Tu réajustes ta chevalière, comportement défensif traduisant ta profonde solitude actuelle. Toi, Vitor Delgado, tu n’as de cesse de te pavaner adroitement au sein de ta propre famille, à t’immiscer dans les relations de tous, et pourtant tu n’as personne auprès de qui te réfugier le soir venu. La gorge nouée, déglutition difficile sous le poids de ce constat. Tu as cruellement besoin de présence, de réconfort. Cette passade n’est pas des plus simples malgré ce que tu préfères laisser croire.
Tu poursuis ta contemplation de ce portrait. Kaiden est un bel homme. Si tu l’as longtemps trouvé attirant, tu n’as jamais sauté le pas. Parce qu’au fond sa douceur est contraire à tes traits chaotiques. Tu connais ses penchants les plus profonds et sa difficulté à les assumer. Toi, tu ne fais clairement pas étalage de ta fluidité sexuelle, ce n’est pas ce qui te définit avant tout. Bien que femmes et hommes peuvent t’attirer, on ne peut pas dire qu’il s’agisse d’un atout face à ce même fait : tu es seul. Trop préoccupé par tes histoires familiales pour aller de l’avant et enfin t’occuper de toi-même.
Alors tu te décides enfin à rejoindre la salle de réception. La musique, bien que subtile, emplie la salle avec prestance. Vêtu d’un costume noir, tu passeras très bien parmi les invités. Comme par réflexe, tu cherches des têtes connues, évitant probablement une part de ta propre lignée pour qui le seul héritier actuel n’est autre qu’Evandro. A force de vivre selon cette idée d’être le choix second, tu en deviens aigri et profondément rancunier.
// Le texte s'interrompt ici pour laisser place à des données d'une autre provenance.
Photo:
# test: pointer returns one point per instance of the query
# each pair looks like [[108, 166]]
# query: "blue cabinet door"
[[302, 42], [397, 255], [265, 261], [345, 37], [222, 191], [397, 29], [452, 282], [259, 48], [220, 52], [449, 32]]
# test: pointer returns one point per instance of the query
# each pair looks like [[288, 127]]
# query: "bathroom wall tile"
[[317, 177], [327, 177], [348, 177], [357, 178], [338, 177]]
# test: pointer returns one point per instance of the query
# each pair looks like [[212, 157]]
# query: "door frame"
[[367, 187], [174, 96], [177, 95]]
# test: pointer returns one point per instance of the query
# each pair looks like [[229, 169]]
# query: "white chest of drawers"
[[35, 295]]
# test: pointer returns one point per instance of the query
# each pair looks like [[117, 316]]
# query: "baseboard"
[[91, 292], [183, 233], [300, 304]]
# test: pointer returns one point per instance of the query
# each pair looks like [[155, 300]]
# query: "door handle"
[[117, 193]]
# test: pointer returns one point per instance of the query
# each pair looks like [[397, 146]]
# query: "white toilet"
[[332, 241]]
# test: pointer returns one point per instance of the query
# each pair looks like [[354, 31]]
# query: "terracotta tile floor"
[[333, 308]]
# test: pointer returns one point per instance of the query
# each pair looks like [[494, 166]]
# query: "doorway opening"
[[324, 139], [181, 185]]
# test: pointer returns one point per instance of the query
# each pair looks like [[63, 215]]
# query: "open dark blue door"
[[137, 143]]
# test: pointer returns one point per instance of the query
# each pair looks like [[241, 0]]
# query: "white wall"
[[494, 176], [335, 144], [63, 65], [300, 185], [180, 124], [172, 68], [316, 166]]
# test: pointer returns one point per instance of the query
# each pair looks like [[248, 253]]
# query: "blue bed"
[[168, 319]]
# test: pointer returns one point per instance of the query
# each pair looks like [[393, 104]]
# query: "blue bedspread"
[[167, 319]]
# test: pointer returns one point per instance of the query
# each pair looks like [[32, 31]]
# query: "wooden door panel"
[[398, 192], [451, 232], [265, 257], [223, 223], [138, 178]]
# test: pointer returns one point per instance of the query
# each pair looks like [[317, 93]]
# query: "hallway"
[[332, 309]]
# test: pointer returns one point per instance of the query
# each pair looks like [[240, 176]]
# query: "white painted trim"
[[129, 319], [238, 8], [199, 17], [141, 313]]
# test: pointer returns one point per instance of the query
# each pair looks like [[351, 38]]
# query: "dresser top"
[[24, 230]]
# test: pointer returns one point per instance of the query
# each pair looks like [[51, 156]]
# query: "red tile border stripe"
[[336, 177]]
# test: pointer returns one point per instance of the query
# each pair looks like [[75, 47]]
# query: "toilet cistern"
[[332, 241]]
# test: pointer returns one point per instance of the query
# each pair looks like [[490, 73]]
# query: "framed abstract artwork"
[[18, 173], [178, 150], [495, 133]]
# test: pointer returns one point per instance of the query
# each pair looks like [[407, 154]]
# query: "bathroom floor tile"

C’est une chevelure blonde qui intercepte tes pensées. D’une haute stature – tu reconnais celui dont tu as pris le temps de contempler le portrait tout à l’heure. T’emparant de deux verres de vin rouge, tu t’embarques prestement jusqu’à lui, dans un coin de la salle, dos à la plupart des invités. Derrière lui, tu accapares son attention. « Bonsoir, Kaiden » lui intime-tu en lui tendant le cristal, l’esquisse ravie. Tu dévores un petit four avant de porter ton pouce à ta bouche, de façon suggestive et sans quitter son regard, mais d’une discrétion extrême. La communauté de sang-pur ne permettrait pas de telles relations. « Hm, ils sont délicieux … »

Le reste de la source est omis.